O rito do impeachment de Crivella foi descrito pelo presidente da Câmara Municipal, Jorge Felippe, na sessão desta terça-feira (2/4), na qual os vereadores receberam a denúncia contra o prefeito. Após a publicação da decisão na edição desta quarta (3/4) do Diário Oficial carioca, Crivella terá 10 dias para apresentar sua defesa. A comissão processante tem até 90 dias para apresentar um parecer sobre o pedido de impeachment do prefeito.

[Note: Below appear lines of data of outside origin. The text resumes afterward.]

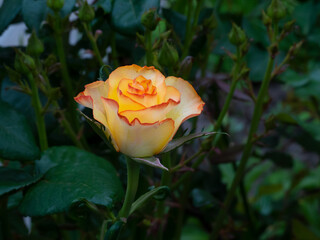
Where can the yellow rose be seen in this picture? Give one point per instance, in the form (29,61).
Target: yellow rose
(140,108)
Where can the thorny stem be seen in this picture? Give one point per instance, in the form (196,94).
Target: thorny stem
(190,28)
(38,111)
(64,71)
(148,45)
(165,181)
(133,170)
(93,42)
(247,149)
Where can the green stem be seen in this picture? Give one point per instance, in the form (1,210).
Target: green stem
(247,150)
(64,71)
(245,202)
(165,181)
(177,167)
(114,52)
(38,111)
(133,170)
(190,28)
(93,42)
(148,44)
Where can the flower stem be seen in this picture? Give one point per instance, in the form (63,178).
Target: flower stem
(190,28)
(93,42)
(247,149)
(148,45)
(114,52)
(165,181)
(39,116)
(64,71)
(133,170)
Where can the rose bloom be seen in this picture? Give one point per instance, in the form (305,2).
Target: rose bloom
(140,108)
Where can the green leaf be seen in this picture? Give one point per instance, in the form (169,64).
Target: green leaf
(301,232)
(151,161)
(106,5)
(126,14)
(114,231)
(14,179)
(8,11)
(71,175)
(67,7)
(98,128)
(175,143)
(16,139)
(145,197)
(34,13)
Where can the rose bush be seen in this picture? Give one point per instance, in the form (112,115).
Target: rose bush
(140,108)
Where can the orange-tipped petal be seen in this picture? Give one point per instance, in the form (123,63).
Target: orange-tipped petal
(152,114)
(84,100)
(91,97)
(190,103)
(136,139)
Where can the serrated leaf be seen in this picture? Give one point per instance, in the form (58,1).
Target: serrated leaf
(14,179)
(71,175)
(145,197)
(8,11)
(175,143)
(16,139)
(151,161)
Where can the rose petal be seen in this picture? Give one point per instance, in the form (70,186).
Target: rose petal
(91,97)
(137,139)
(84,100)
(134,71)
(147,100)
(173,94)
(190,103)
(152,114)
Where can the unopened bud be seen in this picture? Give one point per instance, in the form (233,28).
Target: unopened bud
(86,12)
(168,55)
(150,19)
(276,10)
(266,19)
(237,36)
(35,46)
(55,5)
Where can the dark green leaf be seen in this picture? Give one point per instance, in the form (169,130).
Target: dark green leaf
(202,198)
(281,159)
(106,5)
(71,175)
(34,12)
(14,179)
(126,14)
(151,161)
(8,11)
(145,197)
(179,141)
(98,128)
(16,139)
(302,232)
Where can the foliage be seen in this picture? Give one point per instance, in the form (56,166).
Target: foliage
(256,70)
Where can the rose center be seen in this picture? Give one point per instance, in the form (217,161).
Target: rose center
(142,86)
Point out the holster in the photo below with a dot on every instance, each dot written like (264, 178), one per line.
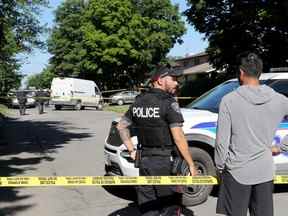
(138, 158)
(176, 166)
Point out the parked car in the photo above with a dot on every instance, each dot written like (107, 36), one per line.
(30, 94)
(76, 93)
(124, 97)
(200, 122)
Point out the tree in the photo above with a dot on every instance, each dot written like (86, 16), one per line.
(118, 40)
(19, 32)
(42, 80)
(236, 26)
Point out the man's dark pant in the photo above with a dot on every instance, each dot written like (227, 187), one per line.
(156, 200)
(235, 199)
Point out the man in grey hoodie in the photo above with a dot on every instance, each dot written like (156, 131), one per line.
(247, 122)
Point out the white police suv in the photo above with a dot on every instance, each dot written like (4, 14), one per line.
(200, 129)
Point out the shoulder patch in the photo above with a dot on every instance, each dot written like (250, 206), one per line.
(175, 107)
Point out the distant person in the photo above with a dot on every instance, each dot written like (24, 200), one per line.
(247, 123)
(22, 100)
(41, 98)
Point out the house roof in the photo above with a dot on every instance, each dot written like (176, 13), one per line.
(201, 68)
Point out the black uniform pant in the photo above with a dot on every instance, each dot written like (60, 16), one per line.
(235, 199)
(157, 200)
(40, 105)
(22, 108)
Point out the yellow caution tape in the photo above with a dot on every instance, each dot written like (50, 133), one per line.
(33, 181)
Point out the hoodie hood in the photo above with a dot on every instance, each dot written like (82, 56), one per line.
(256, 95)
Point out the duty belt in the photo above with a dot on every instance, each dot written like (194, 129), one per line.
(157, 151)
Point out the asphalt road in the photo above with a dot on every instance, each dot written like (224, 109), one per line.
(71, 143)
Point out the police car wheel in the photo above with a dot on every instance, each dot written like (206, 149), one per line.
(197, 194)
(120, 102)
(78, 106)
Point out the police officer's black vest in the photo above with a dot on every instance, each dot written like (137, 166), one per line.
(149, 120)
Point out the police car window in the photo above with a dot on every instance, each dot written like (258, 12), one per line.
(211, 100)
(280, 86)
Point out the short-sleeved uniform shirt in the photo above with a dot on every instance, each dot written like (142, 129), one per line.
(153, 114)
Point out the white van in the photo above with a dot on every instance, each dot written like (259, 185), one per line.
(77, 93)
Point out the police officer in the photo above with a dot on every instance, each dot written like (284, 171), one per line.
(158, 121)
(22, 100)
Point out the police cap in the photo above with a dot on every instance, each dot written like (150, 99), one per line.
(166, 70)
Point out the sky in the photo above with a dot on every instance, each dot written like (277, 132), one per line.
(38, 59)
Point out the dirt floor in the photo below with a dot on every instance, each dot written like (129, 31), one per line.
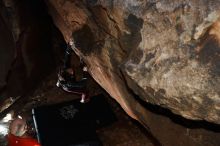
(123, 132)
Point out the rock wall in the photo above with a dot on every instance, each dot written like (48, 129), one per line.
(165, 53)
(26, 54)
(168, 51)
(142, 52)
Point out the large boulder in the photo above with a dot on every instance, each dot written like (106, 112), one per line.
(164, 53)
(168, 51)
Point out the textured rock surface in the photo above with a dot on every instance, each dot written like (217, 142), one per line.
(166, 52)
(26, 54)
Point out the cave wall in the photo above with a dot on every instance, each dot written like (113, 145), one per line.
(26, 45)
(165, 53)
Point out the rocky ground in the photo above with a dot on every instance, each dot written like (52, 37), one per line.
(124, 132)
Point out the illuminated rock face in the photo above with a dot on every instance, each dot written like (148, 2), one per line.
(163, 52)
(167, 52)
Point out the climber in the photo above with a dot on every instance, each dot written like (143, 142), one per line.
(66, 76)
(18, 134)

Passado esse período, a comissão processante emitirá parecer dentro de cinco dias, opinando pelo prosseguimento ou arquivamento da denúncia. Transcorrido o prazo sem manifestação da comissão, o presidente da Câmara Municipal submeterá ao Plenário a decisão do prosseguimento ou arquivamento da denúncia, que será tomada por maioria simples de votos. O mesmo procedimento se dará se a comissão propuser a extinção do caso.
Caso a comissão processante opine pelo prosseguimento dos trabalhos, será iniciada a fase instrutória do processo (na qual haverá o depoimento de Crivella, inquirição de testemunhas, entre outras medidas). O prefeito ou seu representante legal poderão acompanhar todos os atos e diligências.
A fase instrutória deverá ser concluída em até 30 dias. Com o fim dessa etapa, haverá a abertura de vista do processo a Crivella, no prazo de cinco dias. Em seguida, a comissão processante terá 10 dias para emitir parecer final pela procedência ou improcedência da acusação. Caso a comissão não se manifeste neste prazo, o presidente da Câmara Municipal convocará sessão para julgamento da denúncia.
Depois disso, a Câmara dos Vereadores julgará se depõe Crivella. Para isso, são necessários dois terços dos votos.
Se ele for deposto, o vice deveria assumir. Mas Fernando MacDowell, vice de Crivella, morreu em maio do ano passado. Nesse caso, é necessário convocar novas eleições.
Alguns vereadores estão buscando apoio para alterar a Lei Orgânica do município e transformar a indicação do novo prefeito em uma eleição indireta, na qual o cargo seria ocupado por alguém indicado pelos representantes do Legislativo.